In air, and water, and the silent wood.”

VII
A Robber Region of Southern California[[1]]

I was lying upon my back, with my handkerchief over my face, trying to imagine that I was asleep, when the welcome voice of the arriero shouted in my ear: “Ho! Placero! up and saddle!—the morning is coming and we must reach Tepic to-day.” We fed our horses and sat on the ground for an hour before the first streak of dawn appeared. Three or four leagues of travel through a rich meadow-land brought us to the foot of the first ascent to the table-land. Our horses were fast failing, and we got off to walk up the stony trail. “I think we had better keep very close together,” said my friend; “these woods are full of robbers, and they may attack us.” Our path was fenced in by thorny thickets and tall clumps of cactus, and at every winding we were careful to have our arms in readiness. We walked behind our horses all the afternoon, but as mine held out best, I gradually got ahead of the arriero. I halted several times for him to come up, but as he did not appear, I thought it advisable to push on to a good place of rest. My caminador had touched the bottom of his capability, and another day would have broken him down completely. Nevertheless, he had served me faithfully and performed miracles, considering his wasted condition. I drove him forward up ravines, buried in foliage and fragrant with blossoms. Two leagues from Tepic, I reached the Hacienda of La Meca, and quartered myself for the night. One of the rancheros wished to purchase my horse, and after some chaffering, I agreed to deliver him in Tepic for four dollars!

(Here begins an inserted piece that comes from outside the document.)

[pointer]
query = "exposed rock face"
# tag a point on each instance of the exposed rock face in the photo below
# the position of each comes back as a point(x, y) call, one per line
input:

[1]. An episode from Taylor’s Eldorado. A narrative of Travel on the Pacific Coast, 1849.

Tepic is built on the first plateau of the table-land.

I had been directed to call at the posada of Doña Petra, but no one seemed to know the lady. Wandering about at random in the streets, I asked a boy to conduct me to some mesón. I followed him into the courtyard of a large building, where I was received by the patron, who gave my done-over horse to the charge of the mozo, telling me I was just in time for breakfast. The purchaser of my horse did not make his appearance, notwithstanding I was ready to fulfil my part of the bargain. I went the round of the different mesóns, to procure another horse, and at last made choice of a little brown mustang that paced admirably, giving my caminador and twenty dollars for him.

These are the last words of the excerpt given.